According to Siddharta Mitter, it is obvious that Macron's remarks are racist and "fall into a tradition of grandiloquent and condescending statements about Africa" that deflect from the continent's difficulties as a product of "colonialism and its enduring trace. … There is a long history of population panic and its use in racist ideology." In his writings, Fanon had shown that although France claimed liberty, equality and fraternity, French society was steeped in racial contradictions in which whiteness was the norm and blackness and "Muslimness" is equated with evil. Just as these contradictions existed then, they exist today. Ramadan has been an ethical, eloquent and articulate critic of France's double standards against migrants, refugees, Muslim women, black and Arab French citizens. Ramadan is no apologist and is committed to the pursuit of a just, fair and equal society for all. For this, he has not hesitated to challenge the forked tongues of racist white supremacist politicians and the oppressive Arab puppet rulers who abuse Islam to justify their illegitimate rule. The denial of due process by French courts for Ramadan, a high-profile, Muslim intellectual and respected academic, while high-profile white French men also accused of rape such as the Budget Minister Gerald Darmanin and Environment Minister Nicolas Hulot received supportive coverage from French media and support from Macron and his government, despite Darmanin admitting that he had sex with his accuser, animate these double standards.

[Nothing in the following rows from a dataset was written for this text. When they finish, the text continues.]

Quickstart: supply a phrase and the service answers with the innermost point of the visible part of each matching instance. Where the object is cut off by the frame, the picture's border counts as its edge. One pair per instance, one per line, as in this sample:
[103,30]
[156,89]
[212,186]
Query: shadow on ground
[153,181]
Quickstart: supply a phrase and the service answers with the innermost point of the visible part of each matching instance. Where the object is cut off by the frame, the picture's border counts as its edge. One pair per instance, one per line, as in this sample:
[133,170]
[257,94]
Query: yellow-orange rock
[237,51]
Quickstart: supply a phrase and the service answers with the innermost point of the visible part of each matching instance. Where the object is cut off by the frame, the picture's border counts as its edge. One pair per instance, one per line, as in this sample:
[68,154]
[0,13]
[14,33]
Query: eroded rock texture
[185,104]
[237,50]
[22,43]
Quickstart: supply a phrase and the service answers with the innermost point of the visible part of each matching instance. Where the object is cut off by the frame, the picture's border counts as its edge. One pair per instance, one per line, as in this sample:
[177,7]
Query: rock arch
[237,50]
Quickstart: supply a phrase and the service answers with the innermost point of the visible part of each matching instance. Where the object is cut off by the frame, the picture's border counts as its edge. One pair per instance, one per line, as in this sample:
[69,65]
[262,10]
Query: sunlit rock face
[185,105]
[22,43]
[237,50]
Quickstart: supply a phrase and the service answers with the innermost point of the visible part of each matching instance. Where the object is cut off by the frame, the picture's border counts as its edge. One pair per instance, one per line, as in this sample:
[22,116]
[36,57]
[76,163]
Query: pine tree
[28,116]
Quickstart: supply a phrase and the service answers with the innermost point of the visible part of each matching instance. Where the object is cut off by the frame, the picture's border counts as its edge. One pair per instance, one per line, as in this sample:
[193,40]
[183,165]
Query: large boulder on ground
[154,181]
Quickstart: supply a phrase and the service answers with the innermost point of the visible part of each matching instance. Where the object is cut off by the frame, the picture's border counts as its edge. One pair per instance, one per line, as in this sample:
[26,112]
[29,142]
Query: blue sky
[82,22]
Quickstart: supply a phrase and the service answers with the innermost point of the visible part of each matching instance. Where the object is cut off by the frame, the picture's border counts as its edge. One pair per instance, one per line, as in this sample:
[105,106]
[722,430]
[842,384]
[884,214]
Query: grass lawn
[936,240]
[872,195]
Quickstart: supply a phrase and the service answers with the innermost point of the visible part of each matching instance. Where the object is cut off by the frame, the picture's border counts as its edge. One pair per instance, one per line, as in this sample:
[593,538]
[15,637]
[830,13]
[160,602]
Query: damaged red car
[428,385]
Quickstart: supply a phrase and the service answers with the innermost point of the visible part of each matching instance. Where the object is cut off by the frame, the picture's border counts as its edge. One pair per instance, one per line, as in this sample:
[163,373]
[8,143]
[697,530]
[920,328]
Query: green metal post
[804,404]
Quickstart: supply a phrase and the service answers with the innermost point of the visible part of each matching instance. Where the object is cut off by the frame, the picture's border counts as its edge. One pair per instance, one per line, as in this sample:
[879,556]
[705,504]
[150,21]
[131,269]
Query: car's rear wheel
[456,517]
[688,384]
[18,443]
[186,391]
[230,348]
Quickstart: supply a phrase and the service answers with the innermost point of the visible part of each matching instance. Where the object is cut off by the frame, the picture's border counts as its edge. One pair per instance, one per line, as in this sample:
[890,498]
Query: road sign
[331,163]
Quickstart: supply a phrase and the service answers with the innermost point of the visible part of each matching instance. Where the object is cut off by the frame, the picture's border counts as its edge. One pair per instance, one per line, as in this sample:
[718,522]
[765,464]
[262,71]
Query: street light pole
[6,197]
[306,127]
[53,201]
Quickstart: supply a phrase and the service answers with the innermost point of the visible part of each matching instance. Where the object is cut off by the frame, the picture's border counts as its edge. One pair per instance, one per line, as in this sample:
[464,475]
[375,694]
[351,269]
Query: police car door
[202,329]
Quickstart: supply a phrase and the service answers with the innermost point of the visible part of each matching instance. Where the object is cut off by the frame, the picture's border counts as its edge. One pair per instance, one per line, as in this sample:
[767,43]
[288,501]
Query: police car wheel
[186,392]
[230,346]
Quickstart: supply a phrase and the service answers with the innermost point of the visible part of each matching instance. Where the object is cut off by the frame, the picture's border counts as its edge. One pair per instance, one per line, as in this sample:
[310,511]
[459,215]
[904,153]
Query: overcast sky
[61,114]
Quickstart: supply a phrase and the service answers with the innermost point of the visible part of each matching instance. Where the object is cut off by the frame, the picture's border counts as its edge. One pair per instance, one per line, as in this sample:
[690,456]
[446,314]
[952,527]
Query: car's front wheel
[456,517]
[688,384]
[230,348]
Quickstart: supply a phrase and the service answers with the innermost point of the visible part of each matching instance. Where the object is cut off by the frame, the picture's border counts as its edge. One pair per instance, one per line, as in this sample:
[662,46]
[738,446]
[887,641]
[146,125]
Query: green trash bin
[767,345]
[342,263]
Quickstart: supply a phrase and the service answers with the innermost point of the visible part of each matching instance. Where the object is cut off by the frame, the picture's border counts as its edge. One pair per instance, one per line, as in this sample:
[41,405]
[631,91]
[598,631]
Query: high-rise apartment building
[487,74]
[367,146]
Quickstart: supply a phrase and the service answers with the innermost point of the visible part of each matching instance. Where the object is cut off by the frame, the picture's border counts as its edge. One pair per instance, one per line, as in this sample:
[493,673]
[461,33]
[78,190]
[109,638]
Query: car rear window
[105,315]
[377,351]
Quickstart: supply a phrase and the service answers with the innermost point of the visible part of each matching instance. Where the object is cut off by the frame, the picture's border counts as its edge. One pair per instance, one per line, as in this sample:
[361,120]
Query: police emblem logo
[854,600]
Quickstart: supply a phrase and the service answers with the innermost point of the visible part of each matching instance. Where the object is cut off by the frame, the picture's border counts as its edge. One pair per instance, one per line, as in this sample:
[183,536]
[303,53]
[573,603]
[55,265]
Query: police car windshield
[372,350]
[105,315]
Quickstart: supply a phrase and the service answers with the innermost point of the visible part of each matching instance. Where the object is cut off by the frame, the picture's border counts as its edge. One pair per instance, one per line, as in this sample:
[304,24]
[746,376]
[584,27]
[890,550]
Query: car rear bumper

Darmanin received a standing ovation in parliament while Ramadan, despite giving concrete proof indicating he was not even in France at the time his accuser accused him of raping her, has been incarcerated in solitary confinement in Fleury-Mérogis Prison in France for more than 28 days. His family and wife have been denied the right to visit him, he was denied bail in spite of his lawyers putting forth all guarantees to consolidate and allay any of the fabricated fears that Ramadan could be a flight risk. Furthermore, despite that more than a dozen cases of rape have surfaced in France since the #MeToo movement, only Ramadan has been jailed while there are formal charges in these other cases. It seems that for France, blacks and Muslims have to adopt white masks to survive in a white society. Ramadan flatly refused this form of assimilation and called on Europeans to "normalize our presence without trivializing it." He was a voice that echoed Malcolm X when he said: "You don't have a revolution in which you are begging the system of exploitation to integrate you into it." Ramadan's unjust incarceration is indicative in my opinion of France's own inferiority complexes and inadequacies, bringing to bear what Jean-Paul Satre wrote in the preface to Frantz Fanon's masterpiece, "The Wretched of the Earth":
"Europeans, you must open this book and enter into it. After a few steps into the darkness you will see strangers gathered around a fire … they will see you, perhaps, but they will go on talking among themselves, without even lowering their voices. This indifference strikes home. … Their sons ignore you; a fire warms them and sheds light around them, and you have not lit it. Now, at a respectful distance, it is you who will feel furtive, nightbound and perished with cold. Turn and turn about; in these shadows from whence a new dawn will break, it is you who are the zombies."
Ramadan's unjust incarceration is reflective of the fear of black and Muslim public intellectuals who challenge France's desperate notion of white superiority.